La politesse montagnarde de Callum Beg[1] (et je dirai en passant qu’il y a peu de nations qui puissent se vanter d’autant de politesse naturelle que les montagnards) ; les idées de civilité de Callum Beg, dis-je, ne lui avaient pas permis de troubler les rêveries de notre héros. Mais en l’en voyant sortir à l’aspect du bourg, il s’approcha de lui, et lui dit qu’il espérait qu’étant à l’auberge, son honneur voudrait bien ne pas parler de Vich-Jan-Vohr, car les gens de cet endroit étaient des enragés whigs, au point qu’il souhaitait que le diable voulût les exterminer.
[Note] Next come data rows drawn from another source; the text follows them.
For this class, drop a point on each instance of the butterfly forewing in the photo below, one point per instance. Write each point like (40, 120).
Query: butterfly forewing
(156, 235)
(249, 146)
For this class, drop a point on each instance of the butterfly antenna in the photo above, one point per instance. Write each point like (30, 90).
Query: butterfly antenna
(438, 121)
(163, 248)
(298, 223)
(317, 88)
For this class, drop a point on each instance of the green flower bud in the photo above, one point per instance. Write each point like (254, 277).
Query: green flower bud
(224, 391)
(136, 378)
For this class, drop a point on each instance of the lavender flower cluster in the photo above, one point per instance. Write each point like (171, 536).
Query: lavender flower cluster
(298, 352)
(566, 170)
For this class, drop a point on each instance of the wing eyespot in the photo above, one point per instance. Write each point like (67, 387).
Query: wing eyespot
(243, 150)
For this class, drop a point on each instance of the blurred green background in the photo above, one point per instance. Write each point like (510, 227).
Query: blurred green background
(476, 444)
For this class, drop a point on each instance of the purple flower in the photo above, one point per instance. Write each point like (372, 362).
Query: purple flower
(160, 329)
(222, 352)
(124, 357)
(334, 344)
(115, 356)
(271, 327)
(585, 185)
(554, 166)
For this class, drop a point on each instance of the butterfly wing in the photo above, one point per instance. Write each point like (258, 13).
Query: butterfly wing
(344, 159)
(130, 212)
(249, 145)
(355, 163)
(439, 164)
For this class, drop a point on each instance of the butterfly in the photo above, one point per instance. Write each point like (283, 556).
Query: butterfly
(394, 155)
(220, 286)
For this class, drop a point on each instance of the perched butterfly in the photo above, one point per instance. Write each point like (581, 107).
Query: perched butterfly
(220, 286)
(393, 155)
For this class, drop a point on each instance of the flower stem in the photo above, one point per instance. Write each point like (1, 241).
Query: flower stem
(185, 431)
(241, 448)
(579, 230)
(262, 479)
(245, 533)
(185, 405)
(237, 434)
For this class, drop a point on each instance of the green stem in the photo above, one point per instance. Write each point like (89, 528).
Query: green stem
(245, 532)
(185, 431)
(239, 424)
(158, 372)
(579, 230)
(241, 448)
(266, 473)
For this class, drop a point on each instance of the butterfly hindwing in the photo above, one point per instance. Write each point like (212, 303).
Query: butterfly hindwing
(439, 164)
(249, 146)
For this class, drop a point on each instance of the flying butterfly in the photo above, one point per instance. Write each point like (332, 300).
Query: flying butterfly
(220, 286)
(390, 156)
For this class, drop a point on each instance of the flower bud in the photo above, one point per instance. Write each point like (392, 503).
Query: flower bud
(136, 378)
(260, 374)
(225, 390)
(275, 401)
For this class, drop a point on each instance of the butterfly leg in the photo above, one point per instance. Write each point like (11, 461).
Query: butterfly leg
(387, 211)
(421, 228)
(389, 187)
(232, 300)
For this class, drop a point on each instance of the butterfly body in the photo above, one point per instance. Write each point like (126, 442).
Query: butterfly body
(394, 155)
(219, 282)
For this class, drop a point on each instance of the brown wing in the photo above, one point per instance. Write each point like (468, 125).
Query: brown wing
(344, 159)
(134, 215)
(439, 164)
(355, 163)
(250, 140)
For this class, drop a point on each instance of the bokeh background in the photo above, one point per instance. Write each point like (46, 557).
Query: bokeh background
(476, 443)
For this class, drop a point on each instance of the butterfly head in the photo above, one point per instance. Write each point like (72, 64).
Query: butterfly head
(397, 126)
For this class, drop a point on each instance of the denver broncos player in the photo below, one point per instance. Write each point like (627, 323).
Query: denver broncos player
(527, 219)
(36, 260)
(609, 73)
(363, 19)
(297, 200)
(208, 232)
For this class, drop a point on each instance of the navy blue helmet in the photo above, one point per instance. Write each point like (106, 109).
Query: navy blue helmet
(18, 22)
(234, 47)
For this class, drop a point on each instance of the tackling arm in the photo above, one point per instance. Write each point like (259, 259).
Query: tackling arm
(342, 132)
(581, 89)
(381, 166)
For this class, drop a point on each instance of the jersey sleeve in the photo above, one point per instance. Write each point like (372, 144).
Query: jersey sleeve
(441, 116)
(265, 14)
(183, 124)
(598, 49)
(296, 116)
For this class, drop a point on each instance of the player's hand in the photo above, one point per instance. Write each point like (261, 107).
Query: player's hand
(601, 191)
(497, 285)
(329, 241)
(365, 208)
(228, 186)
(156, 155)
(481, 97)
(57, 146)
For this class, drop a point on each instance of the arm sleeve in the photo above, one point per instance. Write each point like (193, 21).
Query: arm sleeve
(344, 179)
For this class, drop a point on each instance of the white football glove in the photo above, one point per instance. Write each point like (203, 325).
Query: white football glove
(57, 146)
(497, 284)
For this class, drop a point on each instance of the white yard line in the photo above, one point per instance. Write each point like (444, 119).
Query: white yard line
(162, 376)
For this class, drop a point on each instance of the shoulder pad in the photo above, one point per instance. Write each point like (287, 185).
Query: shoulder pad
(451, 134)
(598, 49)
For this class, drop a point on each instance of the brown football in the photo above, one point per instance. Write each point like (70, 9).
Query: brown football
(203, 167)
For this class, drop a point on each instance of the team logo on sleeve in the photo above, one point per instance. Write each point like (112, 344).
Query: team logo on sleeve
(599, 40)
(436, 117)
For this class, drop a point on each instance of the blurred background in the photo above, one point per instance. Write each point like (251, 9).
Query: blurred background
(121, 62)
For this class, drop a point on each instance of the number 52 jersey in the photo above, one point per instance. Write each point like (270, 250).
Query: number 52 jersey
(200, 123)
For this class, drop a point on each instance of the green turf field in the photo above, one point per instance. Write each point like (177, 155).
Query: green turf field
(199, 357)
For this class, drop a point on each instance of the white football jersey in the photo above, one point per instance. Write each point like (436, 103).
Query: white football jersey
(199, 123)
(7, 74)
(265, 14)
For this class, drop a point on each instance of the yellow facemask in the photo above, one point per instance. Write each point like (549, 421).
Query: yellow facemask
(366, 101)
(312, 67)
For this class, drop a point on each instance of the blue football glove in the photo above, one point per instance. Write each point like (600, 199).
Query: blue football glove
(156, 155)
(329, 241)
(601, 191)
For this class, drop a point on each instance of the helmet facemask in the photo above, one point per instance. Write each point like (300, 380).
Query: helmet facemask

Waverley assura au prévoyant page qu’il serait prudent ; et ayant remarqué non pas le son des cloches, mais le tintement de quelque chose qui ressemblait à un marteau frappant contre les côtés d’un vieux chaudron vermoulu qu’on avait retourné et sus-

  1. Les Highlandais, autrefois, gardaient, dit l’auteur, une haute opinion d’eux-mêmes qu’ils désiraient communiquer à tous ceux avec lesquels ils conversaient. Leur langage était rempli d’expressions de politesse et de courtoisie ; et par l’habitude qu’ils avaient de porter les armes et de se mêler avec ceux qui les portaient aussi, il était important qu’ils observassent entre eux les règles de la plus scrupuleuse politesse. a. m.